As far as super powers go...yeah, I'd like to be able to fly, too, but I also think it woul be cool to breathe under water and swim super fast - like Aquaman. And - being in my mid 40's - I also have to agree with Squonk's wish. Or maybe being able to snap one's fingers and be happy. I've wished for that one a million times too. Perhaps it won't work on me but it will on you. Let's try it. There, I just snapped my fingers and wished for you to be happy. Did it work? Hope so.

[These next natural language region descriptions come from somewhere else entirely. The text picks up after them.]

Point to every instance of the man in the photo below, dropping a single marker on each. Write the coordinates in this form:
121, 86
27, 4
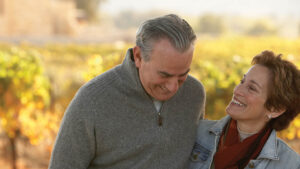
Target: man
142, 114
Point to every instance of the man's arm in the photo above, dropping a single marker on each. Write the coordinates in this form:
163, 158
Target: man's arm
75, 143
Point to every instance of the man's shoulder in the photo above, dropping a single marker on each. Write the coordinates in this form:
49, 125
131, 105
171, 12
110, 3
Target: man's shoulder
193, 84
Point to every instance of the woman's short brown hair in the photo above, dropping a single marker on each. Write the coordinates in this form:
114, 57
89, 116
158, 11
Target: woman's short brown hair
284, 88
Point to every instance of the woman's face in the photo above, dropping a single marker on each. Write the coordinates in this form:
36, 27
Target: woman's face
249, 97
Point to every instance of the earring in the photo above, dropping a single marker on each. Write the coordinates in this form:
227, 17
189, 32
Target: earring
269, 116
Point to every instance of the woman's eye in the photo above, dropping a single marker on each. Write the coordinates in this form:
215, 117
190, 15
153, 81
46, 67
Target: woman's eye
252, 88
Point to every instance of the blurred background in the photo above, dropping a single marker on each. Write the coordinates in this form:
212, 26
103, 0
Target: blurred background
49, 48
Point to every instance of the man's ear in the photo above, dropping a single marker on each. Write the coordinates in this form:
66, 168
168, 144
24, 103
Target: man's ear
276, 113
137, 56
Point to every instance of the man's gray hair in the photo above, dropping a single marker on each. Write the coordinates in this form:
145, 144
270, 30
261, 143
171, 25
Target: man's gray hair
176, 30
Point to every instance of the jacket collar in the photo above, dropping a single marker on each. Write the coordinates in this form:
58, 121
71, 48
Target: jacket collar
269, 150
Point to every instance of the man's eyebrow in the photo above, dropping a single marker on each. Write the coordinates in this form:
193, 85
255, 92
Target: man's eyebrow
170, 75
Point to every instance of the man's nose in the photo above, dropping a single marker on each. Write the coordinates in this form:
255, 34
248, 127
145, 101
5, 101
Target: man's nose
172, 85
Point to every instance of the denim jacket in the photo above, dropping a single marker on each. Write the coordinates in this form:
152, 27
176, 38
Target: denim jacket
275, 154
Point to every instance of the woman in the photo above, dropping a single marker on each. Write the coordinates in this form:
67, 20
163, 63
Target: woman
266, 100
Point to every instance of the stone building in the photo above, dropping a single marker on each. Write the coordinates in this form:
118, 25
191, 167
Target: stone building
37, 18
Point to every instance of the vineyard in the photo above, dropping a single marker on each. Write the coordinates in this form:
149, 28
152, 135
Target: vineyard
37, 82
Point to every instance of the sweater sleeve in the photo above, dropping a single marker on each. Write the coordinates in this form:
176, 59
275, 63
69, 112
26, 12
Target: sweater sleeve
75, 143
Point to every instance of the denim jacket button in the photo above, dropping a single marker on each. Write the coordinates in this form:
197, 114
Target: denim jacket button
195, 156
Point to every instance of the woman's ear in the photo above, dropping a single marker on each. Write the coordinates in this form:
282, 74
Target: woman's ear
137, 56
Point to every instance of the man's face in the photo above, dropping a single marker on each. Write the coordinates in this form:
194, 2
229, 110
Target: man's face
165, 71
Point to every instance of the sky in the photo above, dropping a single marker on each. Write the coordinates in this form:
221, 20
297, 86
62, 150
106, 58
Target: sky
198, 7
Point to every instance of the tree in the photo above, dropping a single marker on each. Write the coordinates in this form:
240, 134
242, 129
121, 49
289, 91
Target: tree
90, 8
211, 24
24, 96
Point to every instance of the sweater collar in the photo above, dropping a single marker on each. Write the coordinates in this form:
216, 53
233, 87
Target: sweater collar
129, 70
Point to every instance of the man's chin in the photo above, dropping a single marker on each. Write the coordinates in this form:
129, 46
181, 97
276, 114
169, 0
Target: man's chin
164, 97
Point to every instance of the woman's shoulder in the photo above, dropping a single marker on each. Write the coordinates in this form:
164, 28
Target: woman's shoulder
286, 152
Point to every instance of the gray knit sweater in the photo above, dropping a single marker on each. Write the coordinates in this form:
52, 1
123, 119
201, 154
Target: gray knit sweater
112, 124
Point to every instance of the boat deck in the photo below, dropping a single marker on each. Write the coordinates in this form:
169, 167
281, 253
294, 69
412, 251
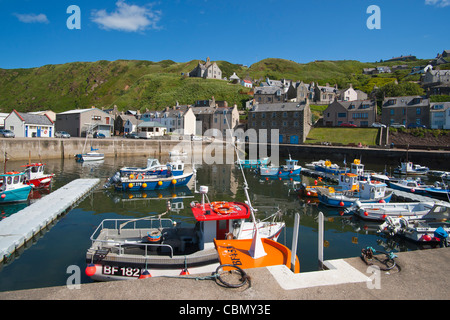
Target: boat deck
22, 226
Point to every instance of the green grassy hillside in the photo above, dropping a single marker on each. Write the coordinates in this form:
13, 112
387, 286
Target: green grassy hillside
131, 84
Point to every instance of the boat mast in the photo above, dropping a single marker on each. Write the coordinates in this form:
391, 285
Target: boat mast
257, 248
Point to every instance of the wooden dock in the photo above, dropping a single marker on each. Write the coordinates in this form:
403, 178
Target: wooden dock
22, 226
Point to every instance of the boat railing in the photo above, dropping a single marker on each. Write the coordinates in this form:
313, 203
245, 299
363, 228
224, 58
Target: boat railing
115, 229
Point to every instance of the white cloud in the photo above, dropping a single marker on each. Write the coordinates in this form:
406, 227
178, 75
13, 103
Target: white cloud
32, 18
438, 3
130, 18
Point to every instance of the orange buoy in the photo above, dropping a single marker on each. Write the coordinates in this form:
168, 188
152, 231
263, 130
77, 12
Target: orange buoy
90, 270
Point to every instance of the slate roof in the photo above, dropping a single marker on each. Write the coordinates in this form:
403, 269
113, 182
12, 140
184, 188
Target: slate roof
34, 118
274, 107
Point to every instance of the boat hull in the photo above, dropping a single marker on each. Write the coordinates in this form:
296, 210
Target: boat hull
15, 195
153, 183
346, 202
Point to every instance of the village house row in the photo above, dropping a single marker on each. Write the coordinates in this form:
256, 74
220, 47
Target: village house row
277, 104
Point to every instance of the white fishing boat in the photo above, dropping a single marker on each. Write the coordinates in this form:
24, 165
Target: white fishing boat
92, 155
153, 246
431, 228
380, 211
408, 168
368, 192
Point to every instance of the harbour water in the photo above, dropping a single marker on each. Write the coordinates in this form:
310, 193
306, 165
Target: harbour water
45, 262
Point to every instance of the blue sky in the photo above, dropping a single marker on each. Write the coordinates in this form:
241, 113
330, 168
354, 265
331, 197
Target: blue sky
34, 33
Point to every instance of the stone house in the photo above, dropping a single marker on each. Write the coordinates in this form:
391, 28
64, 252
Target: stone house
440, 115
26, 125
292, 119
406, 110
79, 122
436, 82
362, 113
216, 118
207, 70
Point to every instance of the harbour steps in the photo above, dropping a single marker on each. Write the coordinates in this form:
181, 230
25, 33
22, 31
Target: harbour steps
22, 226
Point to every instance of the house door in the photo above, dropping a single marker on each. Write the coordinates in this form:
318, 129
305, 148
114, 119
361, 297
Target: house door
294, 140
222, 229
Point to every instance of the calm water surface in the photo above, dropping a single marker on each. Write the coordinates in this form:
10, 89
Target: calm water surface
44, 263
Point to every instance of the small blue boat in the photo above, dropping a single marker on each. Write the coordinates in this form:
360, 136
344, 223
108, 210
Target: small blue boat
369, 192
153, 182
328, 167
154, 168
253, 163
13, 187
290, 169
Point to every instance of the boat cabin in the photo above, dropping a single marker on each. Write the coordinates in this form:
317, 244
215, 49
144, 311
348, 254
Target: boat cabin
348, 181
372, 189
12, 180
357, 167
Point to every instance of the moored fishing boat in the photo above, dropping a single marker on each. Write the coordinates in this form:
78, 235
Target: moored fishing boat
346, 182
291, 168
408, 168
35, 176
380, 211
328, 167
255, 163
369, 191
153, 246
409, 185
154, 167
239, 253
156, 182
431, 228
13, 187
92, 155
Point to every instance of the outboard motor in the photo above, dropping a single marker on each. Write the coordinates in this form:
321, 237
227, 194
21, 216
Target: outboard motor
113, 180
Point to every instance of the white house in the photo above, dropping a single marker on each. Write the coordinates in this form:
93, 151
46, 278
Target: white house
246, 83
440, 115
150, 129
178, 119
348, 94
26, 125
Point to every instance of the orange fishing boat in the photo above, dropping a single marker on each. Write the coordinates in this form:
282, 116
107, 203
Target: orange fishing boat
240, 253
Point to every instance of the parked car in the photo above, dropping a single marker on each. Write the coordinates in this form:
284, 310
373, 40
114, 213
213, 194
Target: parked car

Comment by Michelle on March 28, 2011 at 9:31am
A friend of mine had this quote on facebook the other day...."Courage doesn't always roar. Sometimes courage is the little voice at the end of the day that says I'll try again tomorrow." Mary Anne Radmacher.
Comment by Mallory Crowner on March 28, 2011 at 10:38am
I'm sorry you're going through so many things at one time. It seems like life as we know it, tends to, shoot...what's the saying? OH...when it rains, it pours. Guess it doesn't make much sense to use it in the sentence I was trying to use it in. Anyway...keep your chin up and your humor on your side. I think we all can get through anything, so long as we have our own mental support and that of those we love around us. :o) I can relate to you in all of those ways. Love the quote too. OH...and my super power, I struggle between wanting to fly and being invisible. I think if I were to become invisible though, I'd be in a permanent state of depression. I'll go with flying today! ;o)

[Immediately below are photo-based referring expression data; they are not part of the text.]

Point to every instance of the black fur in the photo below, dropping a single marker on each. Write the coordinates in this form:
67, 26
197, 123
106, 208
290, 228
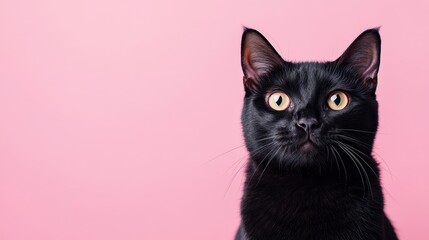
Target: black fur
329, 189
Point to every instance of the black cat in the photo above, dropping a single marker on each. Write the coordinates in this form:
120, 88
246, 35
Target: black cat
309, 128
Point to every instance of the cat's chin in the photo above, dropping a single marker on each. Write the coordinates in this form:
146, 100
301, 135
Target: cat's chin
307, 146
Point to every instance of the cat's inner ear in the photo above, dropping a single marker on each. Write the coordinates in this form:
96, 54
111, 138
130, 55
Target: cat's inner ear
363, 57
258, 57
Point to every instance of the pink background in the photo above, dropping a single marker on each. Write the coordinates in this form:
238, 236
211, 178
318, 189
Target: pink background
111, 111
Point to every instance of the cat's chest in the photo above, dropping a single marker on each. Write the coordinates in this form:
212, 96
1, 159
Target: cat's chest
289, 210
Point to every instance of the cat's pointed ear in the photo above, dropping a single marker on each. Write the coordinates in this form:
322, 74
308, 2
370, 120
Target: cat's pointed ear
363, 57
258, 57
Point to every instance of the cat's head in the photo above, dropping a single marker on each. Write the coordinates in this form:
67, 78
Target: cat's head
296, 114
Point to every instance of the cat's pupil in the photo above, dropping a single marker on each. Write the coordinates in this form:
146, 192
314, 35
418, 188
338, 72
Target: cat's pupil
279, 100
336, 99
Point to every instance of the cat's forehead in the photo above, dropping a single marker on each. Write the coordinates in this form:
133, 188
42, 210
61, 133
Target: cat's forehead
308, 77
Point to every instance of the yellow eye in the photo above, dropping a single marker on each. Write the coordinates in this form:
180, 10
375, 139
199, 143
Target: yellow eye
278, 101
338, 100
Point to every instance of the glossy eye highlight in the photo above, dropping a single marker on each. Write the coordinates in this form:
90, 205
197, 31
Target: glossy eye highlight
338, 100
278, 101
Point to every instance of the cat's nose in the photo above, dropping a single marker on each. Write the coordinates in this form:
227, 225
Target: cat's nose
308, 124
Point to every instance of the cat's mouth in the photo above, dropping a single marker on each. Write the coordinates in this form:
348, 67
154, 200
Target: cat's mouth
307, 143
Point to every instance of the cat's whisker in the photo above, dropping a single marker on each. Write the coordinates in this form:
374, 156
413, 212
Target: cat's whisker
238, 147
357, 167
366, 146
255, 170
352, 149
336, 161
353, 157
355, 130
233, 178
351, 139
335, 153
266, 166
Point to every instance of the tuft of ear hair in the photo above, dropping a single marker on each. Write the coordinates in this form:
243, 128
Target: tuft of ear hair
362, 57
258, 57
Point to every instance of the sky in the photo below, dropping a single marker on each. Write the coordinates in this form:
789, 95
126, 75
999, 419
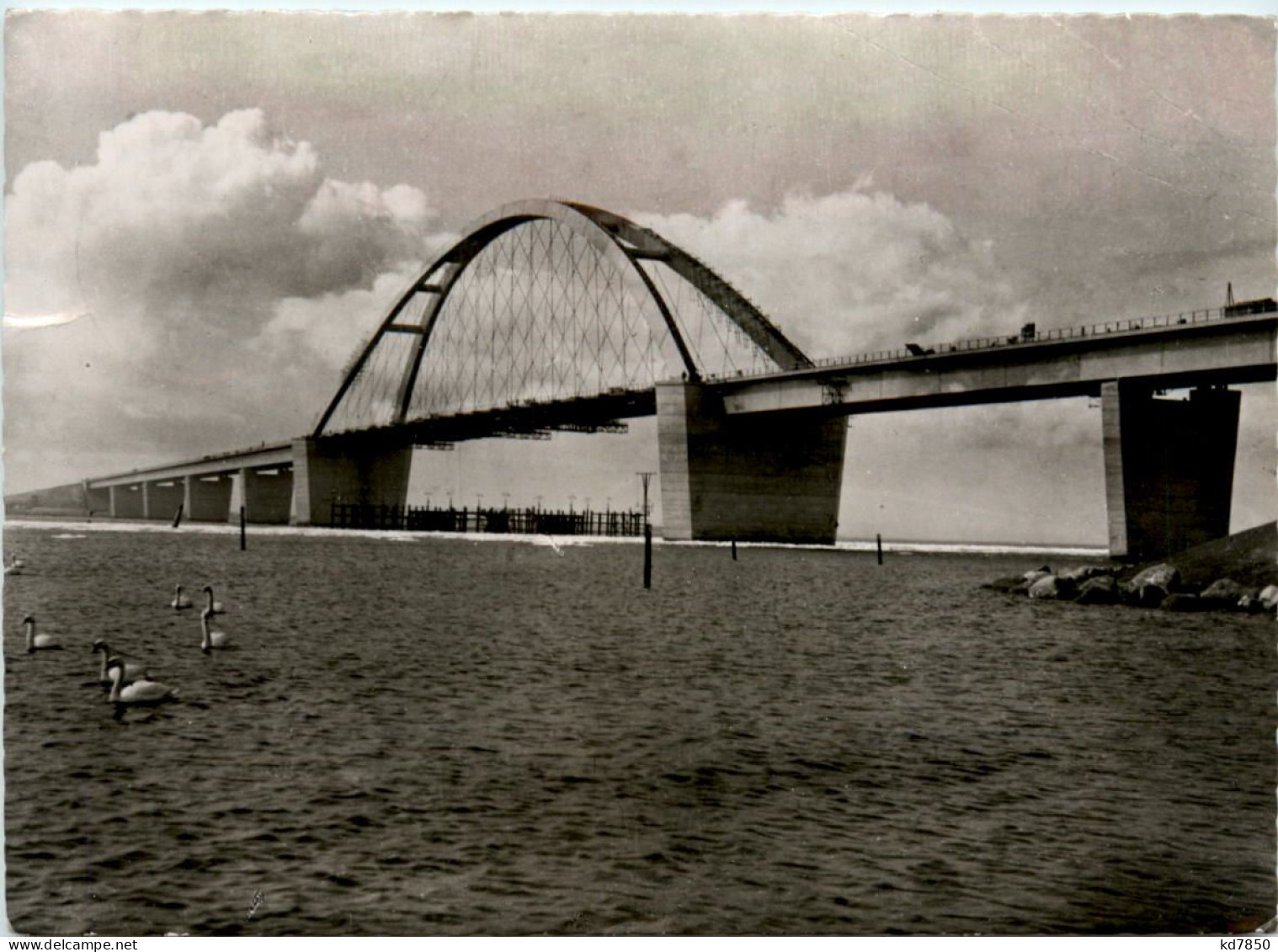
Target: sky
207, 212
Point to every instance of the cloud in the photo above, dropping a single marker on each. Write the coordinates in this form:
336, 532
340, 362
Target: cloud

Comment by Bald and Fabulous AKA Terri on March 28, 2011 at 11:36am
Hi Lindsey, Im so sorry to hear that things have been so rough for you and my deepest condolences to you losses. ((HUGS)) Please keep faith, faith in your strength and your humour. There was a time that I too could not see past tomorrow and spent all day crying. (My mother was ready to call the for the white coats) Everything seemed to be happening at once. But with the support of true friends and family it slowly got better. And certainly finding AW helped a great amount.
Sending hugs and positive energy your way. :-)
Comment by Lindsay on April 2, 2011 at 6:58pm
Lol you guys crack me up. Invisible shenanigans!
Seeing the future would be a good one!